This sounds very contrived, because every platform we know of today will print the value -2147483648, and in fact, most programmers would agree that making this behaviour undefined is unnecessary.
Nevertheless, there are compiler optimisations that make use of the fact that signed integer overflow is UB.
int f(int a) {
return a + 10 <= 100 ? 1 : 7;
}
// Generated asm:
int g(int a) {
return a <= 90 ? 1 : 7;
}
$ cat signed-elimination.clang++.s \
| c++filt \
| sed 's/:\s*#.*$/:/' \
| sed -n '/^f(/,/ret/p'
f(int):
# %bb.0:
cmpl $91, %edi
movl $1, %ecx
movl $7, %eax
cmovll %ecx, %eax
retq
$ cat signed-elimination.clang++.s \
| c++filt \
| sed 's/:\s*#.*$/:/' \
| sed -n '/^g(/,/ret/p'
g(int):
# %bb.0:
cmpl $91, %edi
movl $1, %ecx
movl $7, %eax
cmovll %ecx, %eax
retq
a
is an unbounded integer
Notice that this simplification is only allowed if signed integer overflow
is UB. If we tried to call
f(2147483647)
vs
g(2147483647), we might expect that due to overflow,
2147483647 +
10 =
-2147483638
<= 100, that f returns
1 while
g returns
7.
While this is true when compiling with -O0, compiling with
optimisations on results in both f and
g returning
7.
There are still valid reasons to want wrapping arithmetic, where
2147483647 +
10 =
-2147483638
is a valid and non-UB result. In order to do this, you need to cast your
integer to an unsigned type, whose arithmetic is all defined in terms of
modulo arithmetic.
int f_wrap(int a) {
return int(unsigned(a) //
+ unsigned(10)) //
<= 100
? 1
: 7;
}
$ cat signed-elimination.clang++.s \
| c++filt \
| sed 's/:\s*#.*$/:/' \
| sed -n '/^f_wrap(/,/ret/p'
f_wrap(int):
# %bb.0:
addl $10, %edi
cmpl $101, %edi
movl $1, %ecx
movl $7, %eax
cmovll %ecx, %eax
retq
Once again, let me emphasise that UB is something that is triggered at runtime, and is not a static property of a program at compile time.

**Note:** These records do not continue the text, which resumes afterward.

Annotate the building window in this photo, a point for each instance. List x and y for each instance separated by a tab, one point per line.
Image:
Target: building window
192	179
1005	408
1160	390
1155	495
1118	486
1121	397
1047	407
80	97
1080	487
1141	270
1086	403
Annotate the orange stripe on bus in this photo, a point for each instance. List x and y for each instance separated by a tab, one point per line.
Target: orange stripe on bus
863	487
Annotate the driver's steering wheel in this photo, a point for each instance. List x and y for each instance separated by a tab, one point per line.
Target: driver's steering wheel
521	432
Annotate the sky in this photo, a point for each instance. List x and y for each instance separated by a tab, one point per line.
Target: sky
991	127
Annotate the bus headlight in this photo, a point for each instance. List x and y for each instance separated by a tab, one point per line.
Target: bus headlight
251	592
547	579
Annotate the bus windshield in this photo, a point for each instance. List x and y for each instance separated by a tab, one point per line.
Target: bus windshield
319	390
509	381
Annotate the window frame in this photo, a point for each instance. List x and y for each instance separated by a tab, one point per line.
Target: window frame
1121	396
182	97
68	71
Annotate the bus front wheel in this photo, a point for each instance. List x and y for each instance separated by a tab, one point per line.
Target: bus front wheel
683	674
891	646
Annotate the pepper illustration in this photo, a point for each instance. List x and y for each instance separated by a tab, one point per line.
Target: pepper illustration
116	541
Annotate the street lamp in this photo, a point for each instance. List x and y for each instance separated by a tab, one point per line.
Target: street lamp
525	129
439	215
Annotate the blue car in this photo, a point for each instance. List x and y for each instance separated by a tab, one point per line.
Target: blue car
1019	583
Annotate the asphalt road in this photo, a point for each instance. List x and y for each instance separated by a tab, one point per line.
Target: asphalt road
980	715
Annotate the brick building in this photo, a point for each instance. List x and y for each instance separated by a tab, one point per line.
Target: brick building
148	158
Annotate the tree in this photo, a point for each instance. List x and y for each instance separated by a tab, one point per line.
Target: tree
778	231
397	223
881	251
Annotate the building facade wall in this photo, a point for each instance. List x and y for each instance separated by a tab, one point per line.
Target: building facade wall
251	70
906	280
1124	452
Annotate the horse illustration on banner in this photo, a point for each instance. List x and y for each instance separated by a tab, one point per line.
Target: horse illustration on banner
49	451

For example, this code is UB depending on what values the user inputs into the program.
int main() {
int i, j;
std::cin >> i >> j;
// UB if i + j overflows
return i + j;
}
Obviously, this program is perfectly valid even though it is possible that UB may occur under some situations.
Other examples of UB that may happen when doing arithmetic are:
1 /
0
int arr[4]; arr
+ 5;
INT_MIN / -1
static_cast<int>(1e10)
Reference: C Compilers Disprove Fermat’s Last Theorem
Another interesting case of undefined behaviour is executing an infinite loop that produces no side effects.

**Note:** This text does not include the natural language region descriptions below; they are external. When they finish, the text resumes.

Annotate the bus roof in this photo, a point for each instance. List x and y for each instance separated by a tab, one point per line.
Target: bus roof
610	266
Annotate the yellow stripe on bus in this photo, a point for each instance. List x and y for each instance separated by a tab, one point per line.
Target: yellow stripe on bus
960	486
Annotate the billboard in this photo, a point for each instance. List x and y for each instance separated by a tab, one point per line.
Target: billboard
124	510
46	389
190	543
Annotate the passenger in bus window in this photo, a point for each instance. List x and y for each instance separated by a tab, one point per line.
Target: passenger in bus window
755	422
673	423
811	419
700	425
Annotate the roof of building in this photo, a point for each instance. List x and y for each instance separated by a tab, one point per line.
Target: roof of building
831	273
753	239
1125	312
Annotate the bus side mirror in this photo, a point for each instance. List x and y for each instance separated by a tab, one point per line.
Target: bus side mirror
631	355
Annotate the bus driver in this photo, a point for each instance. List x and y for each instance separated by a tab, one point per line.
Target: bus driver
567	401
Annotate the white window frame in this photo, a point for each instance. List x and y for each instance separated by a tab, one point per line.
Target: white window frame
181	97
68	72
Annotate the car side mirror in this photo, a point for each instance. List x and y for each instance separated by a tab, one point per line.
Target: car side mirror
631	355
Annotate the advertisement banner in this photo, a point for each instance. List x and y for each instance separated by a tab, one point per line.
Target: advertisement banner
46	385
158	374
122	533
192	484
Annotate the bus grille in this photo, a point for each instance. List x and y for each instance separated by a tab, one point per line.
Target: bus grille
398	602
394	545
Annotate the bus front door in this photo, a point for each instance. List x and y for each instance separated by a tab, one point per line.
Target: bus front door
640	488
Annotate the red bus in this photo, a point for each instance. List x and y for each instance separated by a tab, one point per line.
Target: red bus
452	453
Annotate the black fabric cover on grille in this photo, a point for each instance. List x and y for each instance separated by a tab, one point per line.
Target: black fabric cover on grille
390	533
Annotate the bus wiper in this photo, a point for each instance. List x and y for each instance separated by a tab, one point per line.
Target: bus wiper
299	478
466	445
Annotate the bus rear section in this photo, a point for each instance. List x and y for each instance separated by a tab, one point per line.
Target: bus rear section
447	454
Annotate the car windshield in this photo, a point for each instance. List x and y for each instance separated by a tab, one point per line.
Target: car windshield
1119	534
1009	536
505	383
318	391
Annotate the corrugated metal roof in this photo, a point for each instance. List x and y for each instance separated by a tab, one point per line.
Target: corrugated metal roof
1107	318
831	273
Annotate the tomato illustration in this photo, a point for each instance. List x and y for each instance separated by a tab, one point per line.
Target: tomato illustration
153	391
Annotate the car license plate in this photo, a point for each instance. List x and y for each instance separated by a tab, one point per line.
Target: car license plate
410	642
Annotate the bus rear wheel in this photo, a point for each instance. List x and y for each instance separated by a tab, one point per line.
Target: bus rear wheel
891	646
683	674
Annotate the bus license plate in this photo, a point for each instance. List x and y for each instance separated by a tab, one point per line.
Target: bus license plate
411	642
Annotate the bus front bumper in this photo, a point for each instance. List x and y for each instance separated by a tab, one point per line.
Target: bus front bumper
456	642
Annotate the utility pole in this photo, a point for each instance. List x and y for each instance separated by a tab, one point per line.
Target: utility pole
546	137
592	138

Blatantly stealing the example from the blog post above, we can write a
loop that tries to find a counterexample to Fermat’s Last Theorem. If it
finds a counterexample, this loop terminates and returns a
1. Otherwise, it loops forever, producing no side effects (no prints, no
communication to other threads, etc.)
int fermat() {
const int MAX = 1000;
int a = 1, b = 1, c = 1;
while (1) {
if (((a * a * a) //
== ((b * b * b) //
+ (c * c * c)))) {
return 1;
}
a++;
if (a > MAX) {
a = 1;
b++;
}
if (b > MAX) {
b = 1;
c++;
}
if (c > MAX) {
c = 1;
}
}
return 0;
}
$ cat fermat.clang++.s \
| c++filt \
| sed 's/:\s*#.*$/:/' \
| sed -n '/^fermat(/,/ret/p'
fermat():
# %bb.0:
movl $1, %eax
retq
As we can see, the compiler has decided that our function simply returns a
1, meaning that a counterexample to Fermat’s Last Theorem exists :^)

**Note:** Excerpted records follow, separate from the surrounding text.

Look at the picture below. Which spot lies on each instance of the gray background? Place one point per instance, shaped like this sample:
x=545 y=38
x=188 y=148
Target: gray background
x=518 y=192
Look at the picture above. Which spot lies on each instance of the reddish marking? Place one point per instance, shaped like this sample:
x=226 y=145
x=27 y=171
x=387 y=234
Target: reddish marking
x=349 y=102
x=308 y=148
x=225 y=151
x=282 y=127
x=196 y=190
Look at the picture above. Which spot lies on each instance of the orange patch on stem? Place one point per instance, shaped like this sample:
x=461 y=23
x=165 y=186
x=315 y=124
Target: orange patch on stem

The reason why this is allowed to return a
1 is because
if we assume that fermat() does NOT return a
1, then we know our program would have entered an infinite loop (that
contain no side effects). Since executing infinite loops (that contain no
side effects) is UB, the compiler assumes that this case is impossible,
and thus feels justified in deducing that fermat() always
returns a 1, thus allowing it to yeet all the code.
Clang in particular is very aggressive when performing this optimisation.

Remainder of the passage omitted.